From candle-lit dinners to digital “likes,” the language of love has changed dramatically. Millions of individuals nowadays, from New York to Kathmandu, are seeking connectivity via apps and algorithms. However, nowadays, in this era of infinite matches, loneliness is sneaking up. Although there has been unequalled access to potential partners, research indicates that the number of young adults who are single, confused, or emotionally exhausted has never been this extreme. The promise of connection has turned into what many describe as a cycle of talking stages, situationships, and emotional confusion. So, what has become of love in this new era? A search for companionship, or a game of psychological defense?
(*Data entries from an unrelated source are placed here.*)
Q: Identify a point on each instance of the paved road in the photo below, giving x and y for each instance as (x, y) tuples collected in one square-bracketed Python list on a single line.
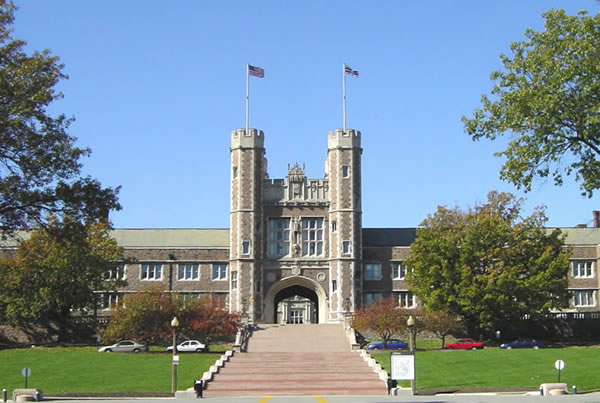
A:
[(455, 398)]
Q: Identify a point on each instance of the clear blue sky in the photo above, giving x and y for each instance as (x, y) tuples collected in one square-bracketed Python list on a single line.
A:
[(156, 87)]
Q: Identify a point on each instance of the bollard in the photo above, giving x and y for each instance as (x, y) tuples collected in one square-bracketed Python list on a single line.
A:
[(198, 386)]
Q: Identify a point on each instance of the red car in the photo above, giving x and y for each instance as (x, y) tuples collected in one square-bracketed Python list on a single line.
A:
[(465, 344)]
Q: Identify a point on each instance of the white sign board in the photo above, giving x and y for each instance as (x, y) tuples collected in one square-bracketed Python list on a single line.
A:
[(403, 366)]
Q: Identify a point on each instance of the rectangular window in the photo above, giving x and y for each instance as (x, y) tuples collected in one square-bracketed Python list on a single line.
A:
[(188, 271), (151, 271), (582, 268), (582, 298), (219, 271), (234, 280), (373, 271), (278, 241), (312, 236), (398, 271), (117, 273), (406, 299), (346, 247), (371, 297)]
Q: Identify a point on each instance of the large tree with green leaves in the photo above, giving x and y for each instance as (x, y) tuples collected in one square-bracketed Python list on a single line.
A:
[(547, 99), (488, 265), (39, 161), (56, 271)]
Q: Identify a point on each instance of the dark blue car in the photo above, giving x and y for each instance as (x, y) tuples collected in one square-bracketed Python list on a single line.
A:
[(393, 344), (527, 343)]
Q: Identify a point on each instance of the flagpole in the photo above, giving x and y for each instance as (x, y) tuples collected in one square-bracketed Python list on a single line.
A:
[(247, 94), (344, 95)]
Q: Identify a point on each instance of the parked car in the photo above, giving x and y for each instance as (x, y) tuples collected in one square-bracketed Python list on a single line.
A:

The times are better characterised in the present vocabulary of dating than situationship. It appears to be a relationship, but it is not. Two individuals enjoy togetherness, memories, and even a future without answering the question of what we are. A 2024 Pew Research study found that over 50 per cent of people who have ever dated before age 35 years had been in some type of undefined relationship. According to psychologists, this increasing trend indicates a general fear of being vulnerable, wanting to be close, with the fear of commitment. This attitude resonates with Social Exchange Theory, which posits that individuals compute relationships as transactions, in pursuit of maximum reward and minimum emotional cost.
Conditional love
However, as conditional love and loss of clarity take their toll, the anxiety gets in the hole. Individuals look at their phones to check the replies that do not arrive, reread conversations to discern some secret message, and start questioning their own value. We ask it, drop after drop, in a vain attempt to escape heartbreak. Another familiar trend of the digital era is named breadcrumbing, or providing a person with just enough attention in order to keep him or her interested, with no aim of actual involvement. A message here, an emoji there. It is heart-tugging bait that holds people hanging on the uncertainty. This intermittent reinforcement, which keeps gamblers fascinated by slot machines, is what psychologists refer to as such.
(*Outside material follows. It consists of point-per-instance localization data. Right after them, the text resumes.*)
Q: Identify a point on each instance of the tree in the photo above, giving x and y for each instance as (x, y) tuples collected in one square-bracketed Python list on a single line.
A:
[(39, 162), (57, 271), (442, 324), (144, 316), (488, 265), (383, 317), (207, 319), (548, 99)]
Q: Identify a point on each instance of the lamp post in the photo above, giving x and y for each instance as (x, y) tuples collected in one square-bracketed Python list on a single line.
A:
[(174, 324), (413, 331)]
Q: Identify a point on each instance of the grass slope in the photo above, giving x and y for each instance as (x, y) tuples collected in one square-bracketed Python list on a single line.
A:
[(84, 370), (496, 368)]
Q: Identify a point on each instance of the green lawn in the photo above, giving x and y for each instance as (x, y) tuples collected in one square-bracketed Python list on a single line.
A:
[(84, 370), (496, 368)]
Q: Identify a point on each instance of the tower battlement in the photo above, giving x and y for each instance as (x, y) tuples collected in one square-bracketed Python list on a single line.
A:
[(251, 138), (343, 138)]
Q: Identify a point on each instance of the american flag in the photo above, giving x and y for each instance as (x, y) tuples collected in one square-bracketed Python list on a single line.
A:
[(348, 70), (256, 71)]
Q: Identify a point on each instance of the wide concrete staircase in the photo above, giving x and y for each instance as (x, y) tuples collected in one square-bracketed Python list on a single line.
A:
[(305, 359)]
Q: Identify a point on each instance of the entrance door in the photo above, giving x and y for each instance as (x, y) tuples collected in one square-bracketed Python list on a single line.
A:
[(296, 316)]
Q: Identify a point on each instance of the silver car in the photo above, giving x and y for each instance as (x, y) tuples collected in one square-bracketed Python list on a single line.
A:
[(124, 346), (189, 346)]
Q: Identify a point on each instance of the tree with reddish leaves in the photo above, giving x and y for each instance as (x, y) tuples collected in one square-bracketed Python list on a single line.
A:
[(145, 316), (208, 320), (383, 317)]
The irregular reward, the one message comes after days of silence, causes an act of little burst of dopamine to keep alive the hope. It is closely related to benching, in which another person is kept as an option when other choices are considered. It indicates the attitude of plenty, a byproduct of dating apps that offer inexhaustible options. However, according to psychologist Barry Schwartz, in his article, The Paradox of Choice, excessive choices usually cause not satisfaction but rather paralysis. When everybody is a potential maybe, no one is a yes.
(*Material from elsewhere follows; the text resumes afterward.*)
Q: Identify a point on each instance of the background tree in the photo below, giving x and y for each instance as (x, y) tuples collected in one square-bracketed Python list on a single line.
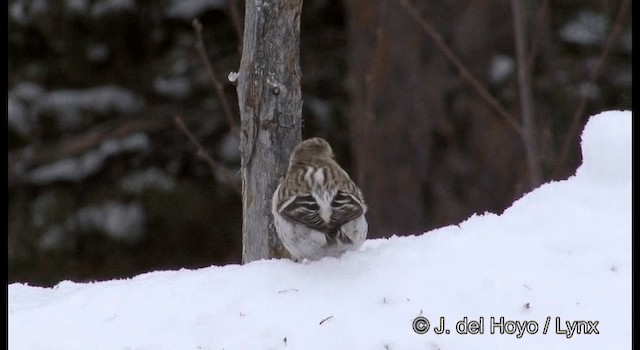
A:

In the event that breadcrumbing is emotional starvation, then love bombing is emotional overload. It starts with seriousness: never-ending messages, big statements, vows of eternity after only a few dates. It is very exciting, a kind of movie-like experience. However, once the intensity abruptly disappears, unease and disappointment take its place. Experts claim that love bombing usually follows the patterns of narcissism or avoidance. It is a method of controlling as it creates emotional dependency then withdraws fondness.
True love needs equilibrium between passion and commitment, as well as intimacy. Love bombing is roaming with passion but bypasses the gradual learning. What ensues is a flash fire, bright, thrilling and short. A more significant cultural obsession behind this rush is the pursuit of The One. Perfection is idealised in the soulmate narrative, and this effect is enhanced by social media and the dating culture. But perfection is a myth. The further we pursue it, the more the human connection is wanting.
Sustained connection
Contemporary dating is not just influenced by the heart but also by design. In its dubiousness, dating apps flourish on uncertainty, which is the logical foundation of their success. Each swipe, like or match will provide a micro-dose of validation, a digital reward that will rarely result in a sustained connection. Over 700,000 users allegedly quit Tinder in 2024 alone, citing weariness and frustration. According to the user claiming to be an active user as reported in The Guardian, it is as rewarding as gambling your heart, a sugar buzz that leaves you empty at the end. Technology has destroyed the distinction between possibility and performance.
In a way, the psychology of contemporary dating is a much greater statement about our epoch: humans are seeking intimacy and are afraid of being discussed. We haunt out of being challenged. we breadcrumb, we want to control. Our pursuit of perfection is driven by the fact that we are unable to tolerate imperfection. But love is a gesture of boldness, a desire to be perceived even without understanding what will follow. The call is for us to reconnect not only with one another, but also with ourselves, as relationships are increasingly digital and less real. Not to quote, who will love me? But am I prepared to love without fear?
(Sapkota is pursuing a bachelor's in psychology and social work at St. Xavier’s College, Kathmandu.)